Allez donc, mes chers frères, et serrez dans votre cœur l’avertissement que vous donne Jésus, condamnant les traditions des pharisiens. Cet avertissement, et tout mon discours revient à ce seul point : tenir la Parole de Dieu haut élevée, « pour que votre foi soit, non dans la sagesse des hommes, mais dans la puissance de Dieu » (1 Corinthiens 2.5). C’est ici le fondement de la vraie foi : croire Dieu ; et puisque Dieu nous a parlé, croire Dieu, c’est croire sa Parole ; et puisque sa Parole est déposée dans les Écritures, croire cette Parole, c’est croire les Écritures. Qu’elles règnent donc sur nous avec une autorité souveraine et sans partage ! Que tout se taise, que tout s’abaisse, que tout se ploie devant elles, et que nul enseignement d’homme ne présume se placer à côté d’elles ! Alors seulement vous serez entièrement exempts du levain du pharisaïsme et de l’esprit de tradition.

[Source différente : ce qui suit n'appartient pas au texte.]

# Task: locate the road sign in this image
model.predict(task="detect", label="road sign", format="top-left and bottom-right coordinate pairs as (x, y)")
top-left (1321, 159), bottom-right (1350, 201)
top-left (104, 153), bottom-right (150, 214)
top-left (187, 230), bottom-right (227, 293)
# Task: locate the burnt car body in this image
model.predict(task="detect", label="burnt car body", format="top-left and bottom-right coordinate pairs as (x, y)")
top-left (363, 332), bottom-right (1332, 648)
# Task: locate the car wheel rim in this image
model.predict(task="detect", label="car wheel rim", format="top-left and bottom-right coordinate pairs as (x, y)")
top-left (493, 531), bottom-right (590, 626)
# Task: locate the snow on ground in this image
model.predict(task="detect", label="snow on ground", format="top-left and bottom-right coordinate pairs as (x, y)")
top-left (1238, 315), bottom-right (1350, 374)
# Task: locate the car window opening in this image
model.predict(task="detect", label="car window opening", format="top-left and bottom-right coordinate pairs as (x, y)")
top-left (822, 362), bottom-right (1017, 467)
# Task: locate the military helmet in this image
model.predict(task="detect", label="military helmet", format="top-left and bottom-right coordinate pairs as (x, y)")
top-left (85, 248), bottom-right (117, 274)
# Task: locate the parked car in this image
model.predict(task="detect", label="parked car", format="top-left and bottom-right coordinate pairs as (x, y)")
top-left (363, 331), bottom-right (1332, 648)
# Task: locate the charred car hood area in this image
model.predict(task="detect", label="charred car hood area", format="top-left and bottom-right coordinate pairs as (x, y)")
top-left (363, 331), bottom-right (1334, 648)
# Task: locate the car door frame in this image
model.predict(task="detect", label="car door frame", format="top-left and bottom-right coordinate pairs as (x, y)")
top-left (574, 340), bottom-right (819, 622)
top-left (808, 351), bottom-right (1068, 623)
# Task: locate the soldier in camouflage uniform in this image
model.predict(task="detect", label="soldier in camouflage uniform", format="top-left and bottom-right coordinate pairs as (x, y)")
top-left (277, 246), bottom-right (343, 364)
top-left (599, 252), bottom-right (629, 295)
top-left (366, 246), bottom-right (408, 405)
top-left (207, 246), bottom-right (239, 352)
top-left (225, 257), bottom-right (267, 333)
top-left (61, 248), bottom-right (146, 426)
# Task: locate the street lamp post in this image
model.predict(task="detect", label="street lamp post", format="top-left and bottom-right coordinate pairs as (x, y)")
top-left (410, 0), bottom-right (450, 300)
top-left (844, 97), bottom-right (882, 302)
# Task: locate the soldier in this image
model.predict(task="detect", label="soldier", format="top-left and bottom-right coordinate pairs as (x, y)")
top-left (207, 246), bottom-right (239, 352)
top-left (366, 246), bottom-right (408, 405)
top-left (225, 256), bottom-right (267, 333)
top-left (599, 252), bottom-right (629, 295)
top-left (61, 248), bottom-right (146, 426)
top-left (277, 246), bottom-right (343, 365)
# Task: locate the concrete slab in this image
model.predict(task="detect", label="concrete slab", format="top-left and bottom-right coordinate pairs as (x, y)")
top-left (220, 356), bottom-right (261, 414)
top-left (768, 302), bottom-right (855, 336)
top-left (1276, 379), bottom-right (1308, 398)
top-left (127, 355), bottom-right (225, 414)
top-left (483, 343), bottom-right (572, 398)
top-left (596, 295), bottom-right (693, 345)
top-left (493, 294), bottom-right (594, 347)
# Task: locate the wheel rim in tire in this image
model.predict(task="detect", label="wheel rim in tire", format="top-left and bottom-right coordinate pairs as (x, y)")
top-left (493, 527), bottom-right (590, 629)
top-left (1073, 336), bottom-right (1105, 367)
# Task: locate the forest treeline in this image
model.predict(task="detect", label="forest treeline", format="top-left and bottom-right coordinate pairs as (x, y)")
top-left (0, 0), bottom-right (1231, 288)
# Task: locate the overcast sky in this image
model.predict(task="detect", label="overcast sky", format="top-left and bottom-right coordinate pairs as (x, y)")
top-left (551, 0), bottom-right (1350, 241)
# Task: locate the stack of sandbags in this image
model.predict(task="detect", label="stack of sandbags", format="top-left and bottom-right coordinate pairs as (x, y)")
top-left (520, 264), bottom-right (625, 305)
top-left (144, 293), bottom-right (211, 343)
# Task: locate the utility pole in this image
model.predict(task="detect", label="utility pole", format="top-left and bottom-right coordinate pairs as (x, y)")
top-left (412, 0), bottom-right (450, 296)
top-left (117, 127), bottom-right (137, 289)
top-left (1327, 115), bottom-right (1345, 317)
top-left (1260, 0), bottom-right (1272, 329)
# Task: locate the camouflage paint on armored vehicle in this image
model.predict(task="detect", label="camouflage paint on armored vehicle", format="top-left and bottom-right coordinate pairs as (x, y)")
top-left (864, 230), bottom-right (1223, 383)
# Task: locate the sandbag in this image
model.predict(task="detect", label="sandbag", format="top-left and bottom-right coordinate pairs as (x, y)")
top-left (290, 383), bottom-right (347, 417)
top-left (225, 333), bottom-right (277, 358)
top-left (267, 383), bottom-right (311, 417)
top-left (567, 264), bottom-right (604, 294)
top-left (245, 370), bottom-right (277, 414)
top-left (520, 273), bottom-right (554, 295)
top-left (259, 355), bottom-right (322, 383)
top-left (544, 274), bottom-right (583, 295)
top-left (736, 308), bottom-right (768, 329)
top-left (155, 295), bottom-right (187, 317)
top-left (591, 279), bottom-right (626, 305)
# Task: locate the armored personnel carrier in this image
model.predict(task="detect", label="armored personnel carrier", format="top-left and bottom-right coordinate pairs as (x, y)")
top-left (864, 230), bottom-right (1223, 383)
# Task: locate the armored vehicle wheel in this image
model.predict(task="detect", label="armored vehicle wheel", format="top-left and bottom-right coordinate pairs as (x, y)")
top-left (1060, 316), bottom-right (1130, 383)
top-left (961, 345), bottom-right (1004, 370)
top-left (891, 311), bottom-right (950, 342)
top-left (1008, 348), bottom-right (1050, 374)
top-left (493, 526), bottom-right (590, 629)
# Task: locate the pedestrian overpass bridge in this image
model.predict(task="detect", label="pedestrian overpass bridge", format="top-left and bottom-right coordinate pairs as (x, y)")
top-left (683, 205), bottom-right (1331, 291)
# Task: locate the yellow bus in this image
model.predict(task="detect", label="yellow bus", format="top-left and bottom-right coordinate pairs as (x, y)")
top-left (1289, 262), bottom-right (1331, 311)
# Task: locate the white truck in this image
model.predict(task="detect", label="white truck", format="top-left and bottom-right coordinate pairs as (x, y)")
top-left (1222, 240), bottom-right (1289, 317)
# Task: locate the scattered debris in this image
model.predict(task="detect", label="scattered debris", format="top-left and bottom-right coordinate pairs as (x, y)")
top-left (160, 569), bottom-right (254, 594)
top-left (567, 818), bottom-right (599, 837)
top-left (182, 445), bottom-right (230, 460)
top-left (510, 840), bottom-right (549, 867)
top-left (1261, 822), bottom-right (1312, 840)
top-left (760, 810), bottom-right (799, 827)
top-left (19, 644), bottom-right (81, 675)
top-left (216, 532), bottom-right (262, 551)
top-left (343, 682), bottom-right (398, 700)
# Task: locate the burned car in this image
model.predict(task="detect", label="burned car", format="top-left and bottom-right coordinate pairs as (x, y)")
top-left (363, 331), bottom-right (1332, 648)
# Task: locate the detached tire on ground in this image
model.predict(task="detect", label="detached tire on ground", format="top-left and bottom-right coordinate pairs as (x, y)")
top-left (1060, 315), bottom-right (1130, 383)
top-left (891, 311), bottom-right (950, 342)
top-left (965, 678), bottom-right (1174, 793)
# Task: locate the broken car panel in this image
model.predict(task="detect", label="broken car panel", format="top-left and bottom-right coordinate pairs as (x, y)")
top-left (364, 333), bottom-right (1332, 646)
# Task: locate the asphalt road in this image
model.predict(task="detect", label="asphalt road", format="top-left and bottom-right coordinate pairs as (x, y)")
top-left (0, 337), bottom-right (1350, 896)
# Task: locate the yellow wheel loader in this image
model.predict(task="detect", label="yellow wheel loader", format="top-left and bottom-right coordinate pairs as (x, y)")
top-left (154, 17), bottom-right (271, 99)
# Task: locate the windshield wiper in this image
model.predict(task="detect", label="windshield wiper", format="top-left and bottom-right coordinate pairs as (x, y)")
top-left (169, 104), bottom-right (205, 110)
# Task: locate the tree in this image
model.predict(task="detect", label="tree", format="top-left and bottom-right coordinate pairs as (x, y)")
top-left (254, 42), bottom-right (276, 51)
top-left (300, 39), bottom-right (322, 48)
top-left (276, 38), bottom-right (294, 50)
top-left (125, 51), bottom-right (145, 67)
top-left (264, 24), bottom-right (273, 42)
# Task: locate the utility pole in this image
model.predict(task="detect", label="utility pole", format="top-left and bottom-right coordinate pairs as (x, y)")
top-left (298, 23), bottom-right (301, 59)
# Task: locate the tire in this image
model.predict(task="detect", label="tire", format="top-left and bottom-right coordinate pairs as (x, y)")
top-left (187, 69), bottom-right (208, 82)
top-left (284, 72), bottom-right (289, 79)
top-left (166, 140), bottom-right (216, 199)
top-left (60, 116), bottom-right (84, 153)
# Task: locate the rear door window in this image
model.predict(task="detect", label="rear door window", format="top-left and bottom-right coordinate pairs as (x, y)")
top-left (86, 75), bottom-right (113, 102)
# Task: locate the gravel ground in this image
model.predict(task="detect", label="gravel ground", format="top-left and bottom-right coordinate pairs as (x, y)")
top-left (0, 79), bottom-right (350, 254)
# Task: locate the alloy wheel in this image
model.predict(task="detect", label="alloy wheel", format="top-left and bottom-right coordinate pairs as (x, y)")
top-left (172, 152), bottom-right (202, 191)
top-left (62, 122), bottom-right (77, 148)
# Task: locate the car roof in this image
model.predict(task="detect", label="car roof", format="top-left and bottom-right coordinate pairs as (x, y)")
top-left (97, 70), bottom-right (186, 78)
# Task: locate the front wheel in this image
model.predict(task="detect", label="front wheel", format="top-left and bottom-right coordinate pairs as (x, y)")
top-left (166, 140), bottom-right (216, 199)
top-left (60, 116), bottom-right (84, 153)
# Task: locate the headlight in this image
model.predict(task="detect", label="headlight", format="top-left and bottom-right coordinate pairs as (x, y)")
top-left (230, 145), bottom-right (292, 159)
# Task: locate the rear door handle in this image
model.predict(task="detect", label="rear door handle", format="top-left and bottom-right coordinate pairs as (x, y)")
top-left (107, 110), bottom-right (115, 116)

Eh bien ! mes chers frères, est-ce ainsi que vous recevez les Ecritures ? Inquiétez-vous de le savoir ; c’est une matière où l’illusion est facile et commune. Il est plus d’un maître qui trop aisément usurpe auprès de nous les droits de Dieu et de sa Parole. Il y en a quatre, qui résident partout, et dont la domination est d’autant plus pernicieuse qu’elle est moins aperçue ; leurs noms sont : Multitude, Église, Famille, Raison propre. Rentrez en vous-mêmes. Ce que vous croyez, pourquoi le croyez-vous ? Le croyez-vous parce que tout le monde le croit ? Vous avez pour maître la multitude, c’est en vain que vous honorez Dieu ! Le croyez-vous parce que vos pasteurs l’annoncent ? Vous avez pour maître l’Église, c’est en vain que vous honorez Dieu ! Le croyez-vous parce que vos pères vous l’ont transmis ? Vous avez pour maître la famille, c’est en vain que vous honorez Dieu ! Le croyez-vous parce que votre raison vous le dit ? Vous avez pour maître la raison propre, c’est en vain que vous honorez Dieu ! Vous tous, qui vous reconnaissez à ces traits, arrêtez-vous, rebroussez chemin, revenez aux Écritures pour revenir à Jésus-Christ !
Car, après tout, ce n’est pas les Écritures que nous prêchons : c’est Jésus-Christ par les Écritures. L’Écriture rend à Jésus-Christ le témoignage qu’elle reçoit de lui ; Jésus-Christ glorifie l’Écriture, et l’Écriture glorifie Jésus-Christ ; Jésus-Christ vous apprend à dire : L’Écriture seule, et l’Écriture vous apprend à dire : Jésus-Christ seul. — « Jésus-Christ seul, » dernière parole que l’on recueillit de la bouche mourante de Pomaré, le premier roi d’Otahiti converti à la foi chrétienne. Jésus-Christ seul : c’est aussi la dernière parole de ce discours, dans laquelle je veux que vous vous reposiez avec moi. Jésus-Christ seul : c’est ce que je veux, tout ce que je veux, pour vous comme pour moi-même. Seul, dans votre foi ; seul, dans vos œuvres ; seul, dans votre vie ; seul, dans votre mort ; pour qu’il soit seul aussi dans votre éternité, et que, dans ce jour sans lever et sans déclin, où toute lumière sera de Dieu et toute gloire à Dieu, les échos des voûtes célestes ne recueillent de votre bouche et ne se renvoient les uns aux autres d’autre nom que Jésus-Christ seul.